I'm trying the MLP Classifier algorithm to give me insights into analyzing the past 666 results from drawing a single ball from 36 different urns (each urn has 10 balls, numbered 0 to 9) but when I asked the algorithm to give me the expected probabilities for each ball for the next drawing it comes up with extreme values.
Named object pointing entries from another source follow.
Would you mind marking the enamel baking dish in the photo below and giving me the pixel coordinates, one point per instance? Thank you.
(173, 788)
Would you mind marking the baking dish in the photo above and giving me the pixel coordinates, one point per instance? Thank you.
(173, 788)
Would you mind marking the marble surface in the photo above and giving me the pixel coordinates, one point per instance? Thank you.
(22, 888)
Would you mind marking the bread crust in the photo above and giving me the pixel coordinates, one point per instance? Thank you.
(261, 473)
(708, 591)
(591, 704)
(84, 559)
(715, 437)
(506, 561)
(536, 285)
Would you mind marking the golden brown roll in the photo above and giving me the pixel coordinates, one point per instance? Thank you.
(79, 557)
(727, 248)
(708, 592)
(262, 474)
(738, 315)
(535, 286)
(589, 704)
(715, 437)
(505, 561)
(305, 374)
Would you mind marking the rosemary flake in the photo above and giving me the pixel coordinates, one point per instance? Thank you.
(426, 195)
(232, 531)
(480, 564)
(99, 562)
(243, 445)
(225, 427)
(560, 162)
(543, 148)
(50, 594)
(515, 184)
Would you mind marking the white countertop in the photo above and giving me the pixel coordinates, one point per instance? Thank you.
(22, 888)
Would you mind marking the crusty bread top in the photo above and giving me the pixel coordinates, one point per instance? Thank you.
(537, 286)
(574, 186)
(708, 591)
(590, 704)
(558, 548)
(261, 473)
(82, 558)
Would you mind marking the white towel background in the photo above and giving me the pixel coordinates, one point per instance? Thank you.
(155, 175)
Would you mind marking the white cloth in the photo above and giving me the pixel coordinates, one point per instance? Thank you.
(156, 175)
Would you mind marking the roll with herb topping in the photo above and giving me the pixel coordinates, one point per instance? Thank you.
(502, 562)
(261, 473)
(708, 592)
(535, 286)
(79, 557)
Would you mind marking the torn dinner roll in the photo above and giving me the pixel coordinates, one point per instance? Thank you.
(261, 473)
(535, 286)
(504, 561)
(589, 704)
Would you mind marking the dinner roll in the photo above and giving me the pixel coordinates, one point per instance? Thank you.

Here is the code:
import numpy as np
from sklearn.neural_network import MLPClassifier
from sklearn.preprocessing import OneHotEncoder
from sklearn.preprocessing import StandardScaler
# Assuming your data is stored in the 'results' list
# Each sublist represents the past results for an urn
results = [
[3, 2, 7, ..., 6, 9], # Urn 1
[5, 2, ..., 0], # Urn 2
# ... (other urns)
[4, 2, 7, ..., 1, 1] # Urn 36
]
# Encode the past results as binary vectors
encoder = OneHotEncoder(categories=[range(10)] * 666, sparse=False)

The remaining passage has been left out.